While Gay’s case gets sorted out on U.S. turf, the positives recorded by Powell and Simpson are part of a bigger doping crisis hitting Jamaica, the home of Bolt and the country that has won 28 medals over the last three Olympics.
In Sunday’s editions, The Gleaner newspaper of Jamaica reported that five athletes had tested positive. Paul Doyle, the agent who represents Powell and Simpson, confirmed to the AP that his sprinters were among them. Shortly after Doyle’s confirmation, Powell and Simpson each released statements acknowledging the positive tests.
The news stirred up angst on the island, where success on the track is a point of pride but the rigor of the country’s anti-doping program is always under scrutiny.
“This does not auger well for track and field globally,” said Rashalee Mitchell, a 29-year-old assistant social sciences lecturer at Jamaica’s campus of the University of the West Indies. “It is fast serving to taint … our proud and long-standing reputation of producing strong, excellent, raw, homegrown talent that has excelled on the world stage without any drug-related enhancement.”
The news came a month after another Jamaican Olympic gold medalist, Veronica Campbell-Brown, tested positive for a banned diuretic.
Campbell-Brown is being suspended while a disciplinary panel reviews her case. Track’s governing body said the case appeared to involve a “lesser” offense, which could mean a reduced sentence for the 200-meter champion at the 2004 and 2008 Olympics.
Shortly after news of Campbell-Brown’s positives, her agent, Claude Bryan, said his client is not a cheat and she does not accept “guilt of willfully taking a banned substance.”
The known banned substances in these cases, a diuretic and a stimulant, don’t resemble the steroids and designer drugs that took down some of the world’s top athletes – Marion Jones, Tim Montgomery, Ben Johnson, to name a few – over the past years and decades. But many of the denials and claims of extenuating circumstances in the current cases carry a whiff of familiarity.

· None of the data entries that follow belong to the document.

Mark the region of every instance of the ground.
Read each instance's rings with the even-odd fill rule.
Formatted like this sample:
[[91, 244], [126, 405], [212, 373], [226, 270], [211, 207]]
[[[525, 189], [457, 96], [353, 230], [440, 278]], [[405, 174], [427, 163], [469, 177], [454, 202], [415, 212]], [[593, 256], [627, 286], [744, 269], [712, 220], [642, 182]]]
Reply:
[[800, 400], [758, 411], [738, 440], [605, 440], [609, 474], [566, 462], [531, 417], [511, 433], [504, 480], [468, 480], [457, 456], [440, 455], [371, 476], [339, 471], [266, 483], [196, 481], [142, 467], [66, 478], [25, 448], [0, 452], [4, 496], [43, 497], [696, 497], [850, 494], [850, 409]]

And once again, track is in the news for the wrong reasons, falling short of promises the sport’s leaders make about cleaning things up every time the next cycle of doping stories hit.
“This result has left me completely devastated in many respects,” said Powell, who didn’t qualify for individual spots at worlds but could still make Jamaica’s relay team if his positive test doesn’t net a suspension. “I am reeling from this genuinely surprising result. I am confident, however, that I will come out stronger and wiser and better prepared to deal with the many twists and turns of being a professional athlete.”